A l’horizon le soleil diffus et aveuglant virait au cercle carmin et répétait un soir premier. Les oiseaux entonnaient leur récital crépusculaire. La nuit s’installait en une quinzaine de minutes. Nous dressions notre abri, y logions sacs et sacoches avant de préparer un dîner, une soupe de spaghettis. Les étoiles brillaient intensément au moment de nous coucher. La brousse, alors, commençait à conter la nuit : chants de grillons, hululements d’oiseaux nocturnes, singes organisant leur bivouac dans les arbres, trot du bétail rentrant au village. L’air froissé annonçait le vol chaotique des chauves-souris. Un crapaud maladroit entrait en collision avec la moustiquaire assiégée par d’agaçantes nuées de moustiques. Attentifs, nous écoutions la voix de la brousse. Les cris, ricanants ou lugubres, n’étaient pas tous identifiables. Parfois une bête grattait la toile du tapis de sol. Doucement nous relevions la tête et chaussions lunettes. Sous la lune pleine, passait l’ombre de dame tortue, s’esquivait celle d’une sorte de fouine. Un crépitement sans fin trahissait les glissements de sieur python. Finalement nous nous étendions, l’esprit toujours aux aguets. Il suffisait d’un bruissement inhabituel pour nous éveiller, cassant un rêve étrange, un début de cauchemard. Curieux, nous regardions alentour avant de nous rendormir, déçus de n’avoir pas su voir.
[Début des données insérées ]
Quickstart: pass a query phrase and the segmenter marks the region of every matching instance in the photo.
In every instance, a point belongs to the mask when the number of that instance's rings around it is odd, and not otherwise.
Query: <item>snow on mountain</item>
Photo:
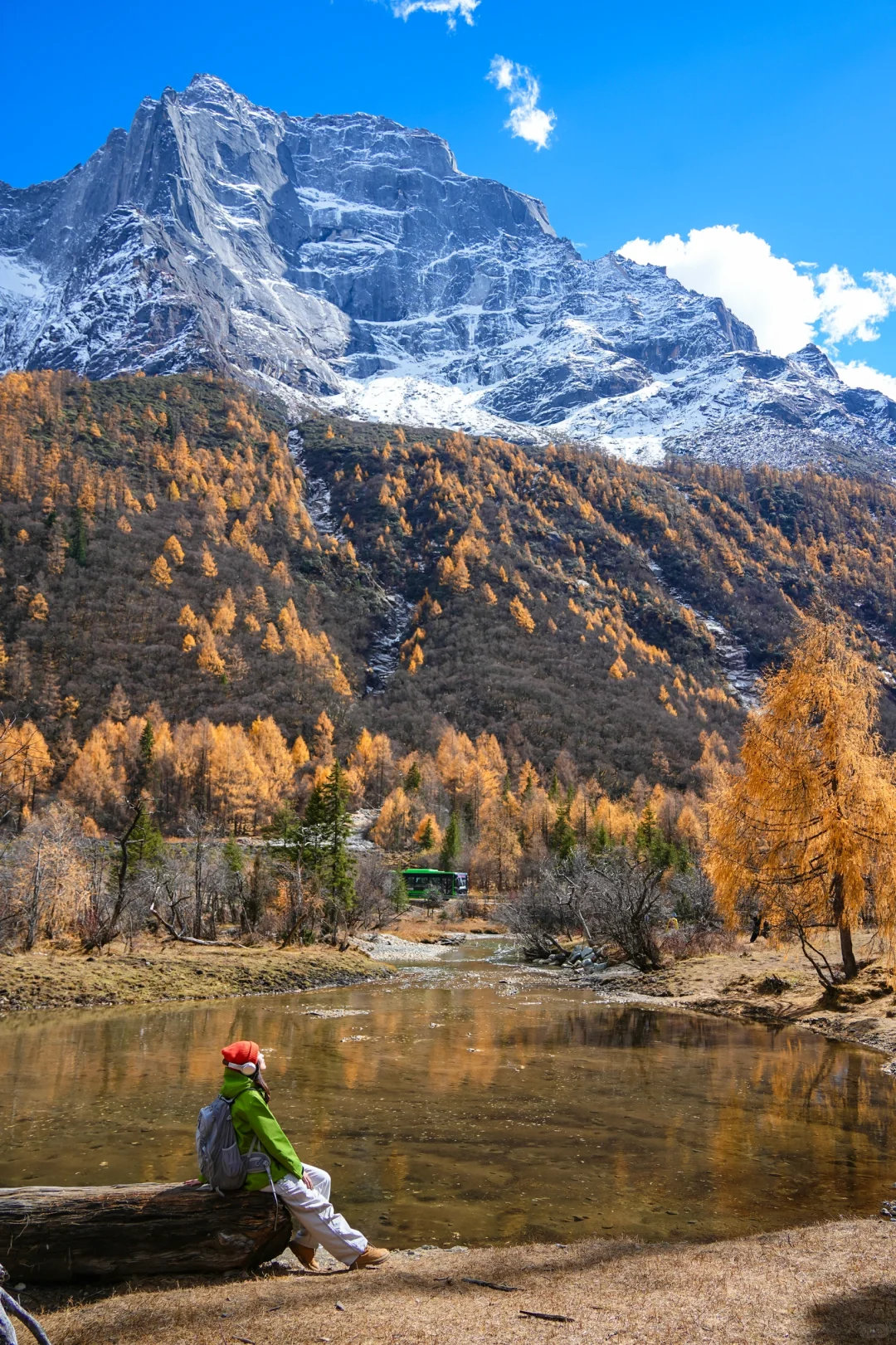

Les lueurs grises de l’aube nous tiraient du sommeil. La brousse était engourdie, à peine silencieuse le vent faisant battre les feuillages. Le soleil, rouge, majestueusement lent, accompagnait à son lever les premiers chants d’oiseaux. En quelques minutes, il lavait le ciel des grisailles matinales, lui rendant sa céruléenne beauté. L’instant était de griserie physique et spirituelle, nous appartenions à la Nature. Le bonheur était complet.
Nous nous levions. Plier matelas, sac à viande et moustiquaire prenait peu de temps. Nous délogions un scorpion jaune réfugié sous le tapis de sol.
Rapidement, sur la grille de l’ « Optimus » l’eau frémissait. Le petit déjeuner se composait invariablement d’un bol de café accompagné de bananes noires trop mûres et, selon la météo, de pain très mou ou cartonneux. Nous transpirions déjà à grosses gouttes et attirions les mouches. Des oreilles au nez, des narines aux coins des yeux, des sourcils aux bords des lèvres, des dents – le bien-être nous fait largement sourire – aux oreilles, elles suivaient un infernal itinéraire nous mettant en rage.